RAPID CITY, S.D. (Feb. 1, 2016) – The South Dakota School of Mines & Technology has advanced to the World Finals of the International Collegiate Programming Contest (ICPC) to be held in Phuket, Thailand, in May. With only 25 teams nationwide invited, SD Mines will be in rare company to compete alongside universities such as Cal Tech, Carnegie Mellon, Cornell, Harvard, MIT and Stanford in what is known as the Olympics of Computer Science.
It is the sixth time SD Mines will have represented the U.S. at the World Finals. In all this year, just 2 percent of the more than 1,000 teams competing nationwide were invited to Thailand.
This year’s World Finals team from South Dakota Mines is comprised of Rachel Krohn, Daniel Andrus and Matt Dyke. Krohn, a graduate student in the Computational Sciences & Robotics program from Littleton, Colo., is the first female from SD Mines to qualify and the second female ever from the North Central Region, the largest in the United States. Andrus, a senior computer science major from Spearfish, S.D., will graduate in May and immediately start work at Google. Dyke is a junior computer science major from Sioux Falls, S.D.

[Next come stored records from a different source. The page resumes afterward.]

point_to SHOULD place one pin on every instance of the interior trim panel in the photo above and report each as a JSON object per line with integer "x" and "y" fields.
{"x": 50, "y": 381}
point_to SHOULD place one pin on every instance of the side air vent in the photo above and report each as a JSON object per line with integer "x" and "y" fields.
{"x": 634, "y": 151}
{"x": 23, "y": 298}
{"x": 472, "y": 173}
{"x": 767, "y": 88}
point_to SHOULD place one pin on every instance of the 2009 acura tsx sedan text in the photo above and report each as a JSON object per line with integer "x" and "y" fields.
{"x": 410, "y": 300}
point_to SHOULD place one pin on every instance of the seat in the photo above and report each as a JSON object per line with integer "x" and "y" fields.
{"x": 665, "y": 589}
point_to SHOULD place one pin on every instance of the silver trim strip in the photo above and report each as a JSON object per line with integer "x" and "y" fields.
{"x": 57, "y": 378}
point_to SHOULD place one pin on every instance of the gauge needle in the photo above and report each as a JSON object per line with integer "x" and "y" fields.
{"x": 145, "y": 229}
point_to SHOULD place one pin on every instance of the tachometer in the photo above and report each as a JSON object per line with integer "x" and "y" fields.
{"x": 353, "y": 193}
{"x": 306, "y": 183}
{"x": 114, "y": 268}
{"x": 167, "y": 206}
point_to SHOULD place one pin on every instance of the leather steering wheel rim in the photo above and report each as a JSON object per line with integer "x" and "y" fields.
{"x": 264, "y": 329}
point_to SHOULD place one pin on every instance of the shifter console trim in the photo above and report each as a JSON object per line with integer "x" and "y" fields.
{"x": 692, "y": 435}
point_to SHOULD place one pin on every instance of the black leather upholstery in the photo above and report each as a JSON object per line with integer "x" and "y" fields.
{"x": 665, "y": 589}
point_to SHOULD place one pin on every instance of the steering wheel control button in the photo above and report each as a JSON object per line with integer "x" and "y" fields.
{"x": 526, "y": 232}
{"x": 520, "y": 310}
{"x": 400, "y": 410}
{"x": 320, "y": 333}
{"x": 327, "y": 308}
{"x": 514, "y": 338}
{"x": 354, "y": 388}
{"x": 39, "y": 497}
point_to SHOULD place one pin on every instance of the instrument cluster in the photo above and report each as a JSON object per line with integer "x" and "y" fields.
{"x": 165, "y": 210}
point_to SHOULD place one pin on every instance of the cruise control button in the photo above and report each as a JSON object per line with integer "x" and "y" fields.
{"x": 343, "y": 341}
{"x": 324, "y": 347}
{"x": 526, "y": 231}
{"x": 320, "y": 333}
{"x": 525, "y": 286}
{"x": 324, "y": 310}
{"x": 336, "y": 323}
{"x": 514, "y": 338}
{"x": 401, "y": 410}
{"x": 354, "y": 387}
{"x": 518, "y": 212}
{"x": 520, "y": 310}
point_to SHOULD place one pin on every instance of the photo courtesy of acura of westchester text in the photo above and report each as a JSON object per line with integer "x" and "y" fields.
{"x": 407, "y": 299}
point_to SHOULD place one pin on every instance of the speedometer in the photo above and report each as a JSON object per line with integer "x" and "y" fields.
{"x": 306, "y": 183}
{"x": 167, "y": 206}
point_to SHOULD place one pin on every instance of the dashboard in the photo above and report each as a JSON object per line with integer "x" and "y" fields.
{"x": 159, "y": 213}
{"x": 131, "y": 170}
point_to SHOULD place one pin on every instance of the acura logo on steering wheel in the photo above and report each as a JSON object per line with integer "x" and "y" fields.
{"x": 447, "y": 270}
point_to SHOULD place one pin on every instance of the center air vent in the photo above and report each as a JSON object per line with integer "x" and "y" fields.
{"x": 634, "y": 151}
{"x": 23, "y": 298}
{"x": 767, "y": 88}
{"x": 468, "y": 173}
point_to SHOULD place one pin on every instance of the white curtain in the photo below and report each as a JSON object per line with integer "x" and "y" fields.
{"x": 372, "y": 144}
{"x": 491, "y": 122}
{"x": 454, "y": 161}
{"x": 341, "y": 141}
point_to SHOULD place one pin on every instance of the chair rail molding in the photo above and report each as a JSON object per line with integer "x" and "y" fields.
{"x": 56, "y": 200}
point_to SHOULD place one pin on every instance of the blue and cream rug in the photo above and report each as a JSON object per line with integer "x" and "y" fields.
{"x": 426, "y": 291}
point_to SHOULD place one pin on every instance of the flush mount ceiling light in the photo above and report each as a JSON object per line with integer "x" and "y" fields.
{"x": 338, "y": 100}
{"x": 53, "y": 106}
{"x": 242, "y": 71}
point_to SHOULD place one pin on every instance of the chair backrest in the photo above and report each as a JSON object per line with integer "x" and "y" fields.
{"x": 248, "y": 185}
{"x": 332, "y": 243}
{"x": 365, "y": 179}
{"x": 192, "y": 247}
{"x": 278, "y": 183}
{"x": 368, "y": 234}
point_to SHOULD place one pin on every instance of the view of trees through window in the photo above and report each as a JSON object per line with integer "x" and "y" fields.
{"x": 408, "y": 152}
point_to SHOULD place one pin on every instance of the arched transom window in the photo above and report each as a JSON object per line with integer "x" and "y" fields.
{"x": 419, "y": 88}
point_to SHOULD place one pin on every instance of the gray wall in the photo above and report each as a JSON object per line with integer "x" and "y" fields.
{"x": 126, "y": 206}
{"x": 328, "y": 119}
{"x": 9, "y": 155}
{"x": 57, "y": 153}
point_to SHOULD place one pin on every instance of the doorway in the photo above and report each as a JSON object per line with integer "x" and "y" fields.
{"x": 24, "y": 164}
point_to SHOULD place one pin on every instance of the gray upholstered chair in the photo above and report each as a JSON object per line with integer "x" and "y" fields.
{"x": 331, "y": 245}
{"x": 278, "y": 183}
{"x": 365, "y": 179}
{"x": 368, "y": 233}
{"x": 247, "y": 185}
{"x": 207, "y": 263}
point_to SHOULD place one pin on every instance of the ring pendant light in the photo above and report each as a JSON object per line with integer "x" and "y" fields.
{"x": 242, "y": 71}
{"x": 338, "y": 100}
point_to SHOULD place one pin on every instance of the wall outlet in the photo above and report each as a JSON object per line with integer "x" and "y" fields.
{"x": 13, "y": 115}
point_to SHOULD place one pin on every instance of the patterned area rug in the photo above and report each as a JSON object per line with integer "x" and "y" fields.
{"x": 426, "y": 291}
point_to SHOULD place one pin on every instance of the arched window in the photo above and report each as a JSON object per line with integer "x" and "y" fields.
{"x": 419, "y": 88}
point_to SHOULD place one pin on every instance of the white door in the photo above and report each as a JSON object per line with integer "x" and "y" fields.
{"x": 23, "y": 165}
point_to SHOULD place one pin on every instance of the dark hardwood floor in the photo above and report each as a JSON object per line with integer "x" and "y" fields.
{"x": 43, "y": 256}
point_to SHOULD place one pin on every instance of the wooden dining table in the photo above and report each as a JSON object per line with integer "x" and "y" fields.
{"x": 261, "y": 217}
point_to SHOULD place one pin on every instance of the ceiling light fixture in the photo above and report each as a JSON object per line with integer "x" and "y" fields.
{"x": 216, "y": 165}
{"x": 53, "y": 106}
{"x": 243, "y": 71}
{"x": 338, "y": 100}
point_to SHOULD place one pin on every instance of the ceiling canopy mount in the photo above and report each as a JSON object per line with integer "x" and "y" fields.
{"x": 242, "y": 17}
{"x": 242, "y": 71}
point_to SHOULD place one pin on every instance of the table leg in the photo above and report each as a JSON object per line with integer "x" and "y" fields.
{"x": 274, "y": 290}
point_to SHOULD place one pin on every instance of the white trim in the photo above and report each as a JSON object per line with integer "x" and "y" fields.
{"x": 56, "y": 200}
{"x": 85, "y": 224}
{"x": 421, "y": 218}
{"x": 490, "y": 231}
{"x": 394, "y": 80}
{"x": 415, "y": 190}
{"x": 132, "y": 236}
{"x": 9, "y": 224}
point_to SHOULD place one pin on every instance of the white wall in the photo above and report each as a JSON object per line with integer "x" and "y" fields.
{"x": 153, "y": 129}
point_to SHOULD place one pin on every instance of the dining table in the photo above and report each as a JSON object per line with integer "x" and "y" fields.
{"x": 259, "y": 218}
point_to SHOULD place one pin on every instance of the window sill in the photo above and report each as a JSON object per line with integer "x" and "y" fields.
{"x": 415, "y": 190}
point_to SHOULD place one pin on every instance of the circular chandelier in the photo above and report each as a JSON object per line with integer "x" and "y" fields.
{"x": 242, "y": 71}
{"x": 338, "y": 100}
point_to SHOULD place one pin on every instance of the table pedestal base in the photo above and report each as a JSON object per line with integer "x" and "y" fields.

No other university Mines’ size has qualified for the World Finals six times, according to advisor Edward Corwin, Ph.D. He and Antonette Logar, Ph.D., were honored in St. Petersburg, Russia, in 2013 with a lifetime achievement award for taking five teams to the finals. Corwin, Logar, Larry Pyeatt, Ph.D., and Roger Schrader coach the team.
“This is a great achievement for our students and a testament to the quality and dedication of our faculty coaches,” said Heather Wilson, president of SD Mines. “Only a handful of universities in America are consistently achieving at this level. We are a top-tier computer science school offering personal attention at a price families can afford. We are very proud of this team.”
The level of skill demonstrated by School of Mines students is attracting attention from the likes of Microsoft, according to Kyle Riley, Ph.D., head of the math and computer science department. Microsoft’s Fargo, N.D., office founded a scholarship for programming team members in hopes they’ll join the ranks of Mines alumni and interns who have gone to work for the software giant, he said.
This year, 223 teams competed from the North Central Region of the ICPC, which covers South Dakota, Minnesota, Iowa, Kansas, Nebraska, North Dakota, western Michigan, western Ontario and Manitoba. The competitions at both the regional level and the World Finals are designed to assess coding, testing and algorithm development skills, as well as math skills and the ability to work as a team.
The ICPC has asked Rapid City, S.D., to host the World Finals in 2017.